6- La finance se met au vert

«Plus vous prenez le virage tard, plus vous risquez de vous casser la gueule, résume Pierre Radanne. Un engagement massif des acteurs financiers et des entreprises s'observe depuis la COP 21 en 2015. Ceux qui sont à la traîne feraient bien de sauter le pas avant qu'il ne soit trop tard.» Le PDG de l'entreprise néerlandaise Royal DSM, Feike Sijbesma, aussi vice-président de la coalition Carbon Pricing Leadership pour la mise en place d'un prix officiel sur le carbone, porte le même message : «Les gouvernements ne doivent pas être les seuls à lutter contre le changement climatique. Les entreprises doivent s'y investir aussi car elles ont leur part de responsabilité. Celles qui sont les plus réticentes à prendre le train en marche devraient comprendre que ces changements se feront avec ou sans elles.»

Mercredi, à Bonn, 320 entreprises se sont ainsi engagées à se doter d'objectifs de réduction de gaz à effet de serre alignés sur l'accord de Paris. Le secteur financier commence aussi à envisager les risques d'instabilité que représente le changement climatique.
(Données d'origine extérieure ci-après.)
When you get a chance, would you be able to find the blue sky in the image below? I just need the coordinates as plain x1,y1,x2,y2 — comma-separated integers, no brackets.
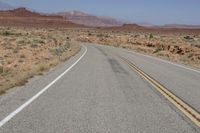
1,0,200,25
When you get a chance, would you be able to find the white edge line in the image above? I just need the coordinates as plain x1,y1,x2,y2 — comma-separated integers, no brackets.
123,49,200,74
0,45,87,127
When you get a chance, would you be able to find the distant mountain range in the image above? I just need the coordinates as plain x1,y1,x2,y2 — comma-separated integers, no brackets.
56,11,123,27
162,24,200,29
0,1,14,10
0,1,200,29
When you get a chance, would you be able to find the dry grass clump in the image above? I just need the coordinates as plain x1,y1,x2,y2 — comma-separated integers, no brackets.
0,27,80,94
74,29,200,68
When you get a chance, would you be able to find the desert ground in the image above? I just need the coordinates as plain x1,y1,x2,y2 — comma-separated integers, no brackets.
0,27,200,93
0,27,80,94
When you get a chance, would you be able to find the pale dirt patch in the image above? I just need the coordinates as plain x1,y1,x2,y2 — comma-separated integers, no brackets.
0,28,80,94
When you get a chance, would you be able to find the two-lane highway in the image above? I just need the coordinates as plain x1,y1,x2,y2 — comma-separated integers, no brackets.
0,45,200,133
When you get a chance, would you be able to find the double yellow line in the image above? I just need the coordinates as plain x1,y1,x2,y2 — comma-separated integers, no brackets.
117,55,200,127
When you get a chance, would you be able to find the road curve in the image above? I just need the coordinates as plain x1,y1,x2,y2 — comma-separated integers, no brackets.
0,44,200,133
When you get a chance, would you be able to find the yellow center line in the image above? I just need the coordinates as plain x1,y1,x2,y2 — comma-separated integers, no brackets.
115,54,200,127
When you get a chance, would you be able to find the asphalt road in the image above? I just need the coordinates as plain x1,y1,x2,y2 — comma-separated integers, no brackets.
0,45,200,133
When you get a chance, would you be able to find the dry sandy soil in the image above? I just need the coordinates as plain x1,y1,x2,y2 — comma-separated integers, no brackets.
0,27,200,93
76,29,200,68
0,27,80,94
Mi-juillet, un groupe d'experts mandaté par la Commission européenne a ainsi conclu qu'«après la crise financière, la finance durable serait la meilleure opportunité pour l'UE de réorienter son système financier d'une stabilisation sur le court terme à un impact sur le long terme». Considérée auparavant comme exotique, voire hérétique, la finance verte est devenue tendance. C'est à ce thème que Macron a décidé de consacrer son One Planet Summit du 12 décembre. «Sont attendues de nombreuses initiatives de la finance privée pour intégrer les enjeux climatiques dans les marchés internationaux», assure Canfin.
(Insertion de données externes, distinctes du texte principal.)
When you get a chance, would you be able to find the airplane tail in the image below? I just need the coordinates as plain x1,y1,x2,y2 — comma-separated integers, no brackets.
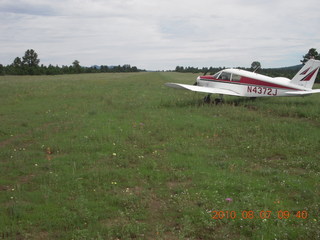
291,59,320,89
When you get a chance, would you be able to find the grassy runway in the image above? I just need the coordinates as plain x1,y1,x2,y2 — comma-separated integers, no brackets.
0,73,320,239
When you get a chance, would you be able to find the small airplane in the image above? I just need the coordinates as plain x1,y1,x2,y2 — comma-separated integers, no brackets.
165,59,320,103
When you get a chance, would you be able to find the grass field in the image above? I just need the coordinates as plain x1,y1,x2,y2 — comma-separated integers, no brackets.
0,73,320,239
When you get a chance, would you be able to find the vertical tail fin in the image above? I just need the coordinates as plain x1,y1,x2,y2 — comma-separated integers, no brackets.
291,59,320,89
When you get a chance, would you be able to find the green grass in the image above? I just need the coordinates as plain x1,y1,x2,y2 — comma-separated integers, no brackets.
0,73,320,239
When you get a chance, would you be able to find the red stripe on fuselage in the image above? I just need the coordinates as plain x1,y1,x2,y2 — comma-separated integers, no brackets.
200,76,300,90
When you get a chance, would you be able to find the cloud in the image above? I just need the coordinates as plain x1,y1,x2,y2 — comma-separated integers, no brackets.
0,0,320,69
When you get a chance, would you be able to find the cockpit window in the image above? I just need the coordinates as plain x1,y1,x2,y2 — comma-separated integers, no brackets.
218,72,231,80
212,72,220,79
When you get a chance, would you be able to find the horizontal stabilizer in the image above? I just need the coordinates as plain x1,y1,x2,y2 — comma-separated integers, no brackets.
165,83,240,96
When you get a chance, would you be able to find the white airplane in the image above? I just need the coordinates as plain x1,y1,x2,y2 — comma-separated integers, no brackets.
165,59,320,103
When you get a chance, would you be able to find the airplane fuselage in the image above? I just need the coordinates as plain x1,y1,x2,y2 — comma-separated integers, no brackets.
197,69,306,97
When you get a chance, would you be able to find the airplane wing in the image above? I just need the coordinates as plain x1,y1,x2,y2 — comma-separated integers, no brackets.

Nulle pulsion philanthropique. Ou accès d'écologie politique. Si le climat intéresse les firmes comme le secteur financier, c'est par rationalité. Certains voient leurs activités menacées par le réchauffement - l'agrobusiness, les assurances, les équipementiers - et d'autres anticipent les régulations que pourraient mettre en place les Etats ou les institutions internationales. Alors qu'il y a peu, investir dans le solaire ou l'éolien était considéré comme aventureux, c'est aujourd'hui le charbon qui porte ce facteur de risques. «Il y a de plus en plus d'investisseurs qui misent une grande partie de leur portfolio dans des projets, des entreprises, qui suivent des engagements environnementaux stricts», poursuit Feike Sijbesma. Ainsi PKA, un fonds de pension danois, porte maintenant 25 % de son capital dans des projets tels que des fermes éoliennes ou de rénovation thermique de bâtiments. Pour une raison simple : ils fournissent des retours sur investissements plus sûrs que les actifs traditionnels.